TO THE EXTENT PERMITTED BY APPLICABLE LAW, SOURCEABILITY GIVES NO WARRANTY, EXPRESS OR IMPLIED AS TO DESCRIPTION, QUALITY, MERCHANTABILITY, SUITABILITY OR FITNESS FOR A PARTICULAR PURPOSE, PRODUCTIVENESS, OR ANY OTHER MATTER, WHICH EXTENDS BEYOND THE DESCRIPTION OF THE GOODS STATED ON THE FACE OF THE ORDER CONFIRMATION.
Within three (3) years of the date of delivery of the Goods to Buyer, if Buyer wishes to claim any defect in the Goods delivered, Buyer shall delivery a written notice to Sourceability in the format prescribed by Sourceability, with a description of the alleged defect, photographs of the alleged physical defect and a test report for an alleged functional defect.
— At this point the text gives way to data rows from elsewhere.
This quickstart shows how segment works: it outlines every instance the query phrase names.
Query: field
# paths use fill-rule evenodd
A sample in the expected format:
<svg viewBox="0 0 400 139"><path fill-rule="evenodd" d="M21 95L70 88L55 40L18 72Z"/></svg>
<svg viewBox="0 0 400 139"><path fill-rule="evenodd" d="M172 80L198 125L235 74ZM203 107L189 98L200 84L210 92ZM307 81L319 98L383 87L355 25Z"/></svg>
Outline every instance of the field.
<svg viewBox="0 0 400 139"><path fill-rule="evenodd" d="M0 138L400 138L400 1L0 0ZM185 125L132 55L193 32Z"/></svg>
Where such claims of defect or quality or quantity shortages are made by Buyer, Sourceability shall have an opportunity for inspection of such Goods, or upon the request of Sourceability, Buyer shall give or procure that Sourceability is given immediate access to such Goods or return the Goods to Sourceability for inspection at Buyer's expense. THE LIABILITY OF SOURCEABILITY IS LIMITED TO (i) THE REPLACEMENT OF DEFECTIVE GOODS, OR (ii) THE ALLOWANCE OF CREDIT FOR SUCH DEFECTIVE GOODS, OR (iii) THE ASSIGNMENT OF SOURCEABILITY’S CLAIM AGAINST A THIRD PARTY FOR SUCH DEFECTIVE GOODS TO BUYER IF LEGALLY PERMITTED, AS IS DETERMINED IN THE SOLE DISCRETION OF SOURCEABILITY. SOURCEABILITY SHALL NOT BE OBLIGATED TO PAY FOR ANY TRANSPORTATION OR OTHER FEES, COSTS OR EXPENSES, OR FOR ANY LOSSES OR DAMAGES OF ANY KIND, WHETHER ARISING FROM A DELAY, BREACH OF WARRANTY OR ANY OTHER CAUSE WHATSOEVER. IT IS AGREED THAT UNDER NO CIRCUMSTANCES SHALL SOURCEABILITY BE LIABLE FOR LOSS OF PROFIT (WHETHER IT IS A DIRECT OR INDIRECT LOSS), SPECIAL, INDIRECT, INCIDENTIAL, CONSEQUENTIAL OR PUNITIVE DAMAGES ARISING HEREUNDER IN CONNECTION WITH THE SALE OF GOODS FROM SOURCEABILITY TO BUYER.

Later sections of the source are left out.